As you may have guessed. Your wiimote is your weapon, either as a gun or a sword, and works quite well as one. You travel through the levels, fighting off bad-guys and picking up new, better or faster guns all the whole searching for hints of Tokai's whereabouts so that you can get Miyu back in one piece. The controls aren't bad for this game, and thankfully the game is slow enough that your wiimote doesn't make the gun whiz about all over the place, so if you've got steady hands, you're going to be a pretty good shot. The sword element is fine if you just want to hack and slash, but when it comes to learning the new moves, it may take a while to get used to the wiimote's quirks, as it doesn't always translate what you're doing onto the screen very well.
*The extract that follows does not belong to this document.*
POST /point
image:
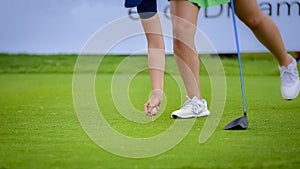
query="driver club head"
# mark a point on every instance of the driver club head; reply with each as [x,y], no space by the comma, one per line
[238,124]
Movement, however, is simple enough, with the nunchuk mostly being used for this, and works quickly and easily.
The story is typical, but still compelling, and you meet some great characters along the way. The best part of the game is the main chunk, as it should be, where you are told to help the members of the Sanro Kai in order to enlist their aid. Particularly interesting is the large variety of characters you get in this section, ranging from tight lipped financials to crazy psychopathic gamers.
While the gameplay is generally good, the graphics are quite bad, considering its setting itself up to be steeped in Japanese culture, where detail is key. The characters bodies are very realistic as they tend to be blocky, and the backgrounds can seem quite similar. The storyline scenes are also mostly not animated, instead they take the form of stills with a voiceover. The game is a little glitchy in the sword fights, as I mentioned before, and also it occasionally refuses to save, or hangs on checkpoints, although it helps if you have more memory on your Wii, to solve the issue with the saving.
Overall, I would say that this game has great potential, if they had spent more money on it. And it still is a good game the way it is, and worth playing, but only if you can get it at £9.00 (as I did) or under. Its not world class, but the strong plotline and ease of gameplay really wins it a lot of points in my book.
Summary: A good game with a strong plot, but let down by its graphics and glitches.